Buried with Christ, and raised with Him too;
What is there left for me to do?
Simply to cease from struggling and strife,
Simply to walk in newness of life.
    Glory be to God!

I like this hymn. It is one of the highest hymns in all the hymnals of Christianity. How wonderful and excellent it is that we have been buried with Christ! But burial is not the end. Following burial, there is resurrection. If burial were the end, that would be the death of Adam. Christ’s death is not like this. He was buried and raised up, and we are in Him. Thus we have been buried and raised up with Him. Now the only thing left for us to do is simply to walk in newness of life. This stanza comes from Romans 6:4, which says, “We have been buried therefore with Him through baptism into His death, in order that just as Christ was raised from the dead through the glory of the Father, so also we might walk in newness of life.”

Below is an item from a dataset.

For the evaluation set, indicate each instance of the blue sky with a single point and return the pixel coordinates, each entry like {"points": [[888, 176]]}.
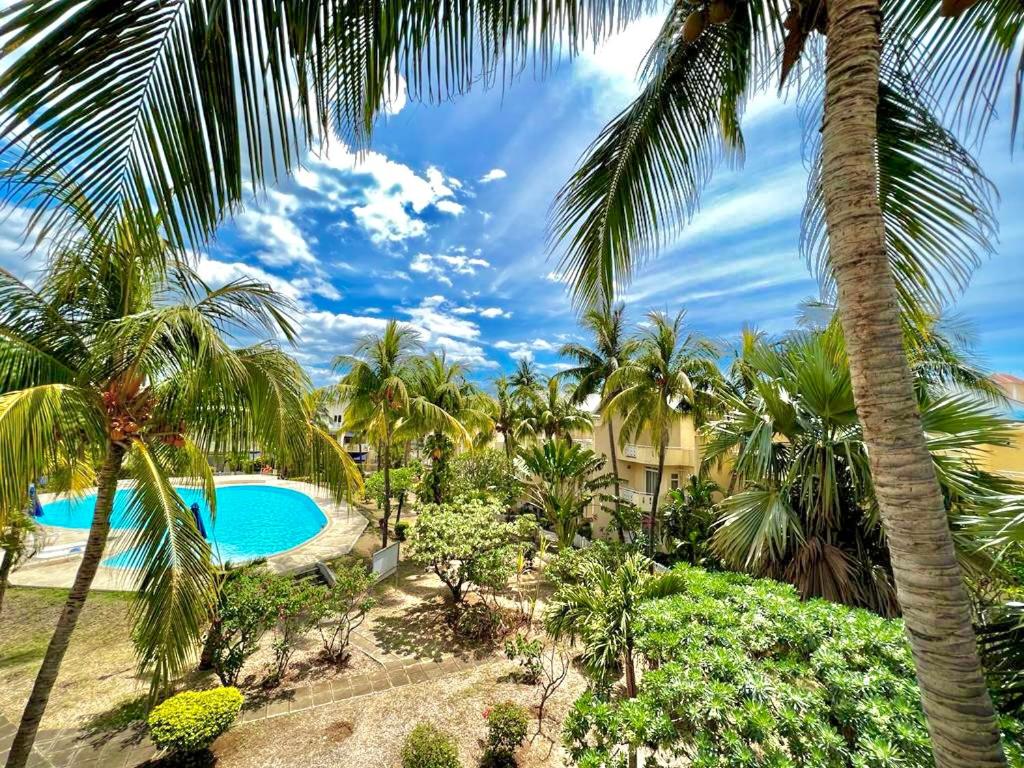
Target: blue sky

We were crucified with Christ, buried with Christ, and raised up with Christ to simply walk in newness of life. A husband should not try to love his wife. He needs only to walk in newness of life. If he tries to love his wife, his loving will not last. His loving of his wife must be his walking in newness of life. In the same way, a wife should not try to submit herself to her husband. She should simply walk in newness of life. The newness of life in verse 4 is in contrast with the old man in verse 6. We were the old man, but today we are something new. We are God’s new creation, the new man. Now what is there left for us to do? Simply to walk in newness of life.

In this message we come to the second element of the structure of the gospel of God. We have seen that the gospel of God is constructed with three elements. The first one is the righteousness of God; the second, the life of Christ; and the third, the faith of the believers. The righteousness of God is judicial, the life of Christ is organic, and the faith of the believers is practical.

The judicial righteousness of God has taken care of all the requirements of God’s righteous law. God’s judicial righteousness brings God Himself in Christ to us as our life, and this is organic. Then the faith of the believers is needed, and this faith is practical. If the righteousness of God plus the life of Christ were without the faith of the believers, nothing would happen. The righteousness of God and the life of Christ to us need not our own faith, but the faith of the believers to make them practical.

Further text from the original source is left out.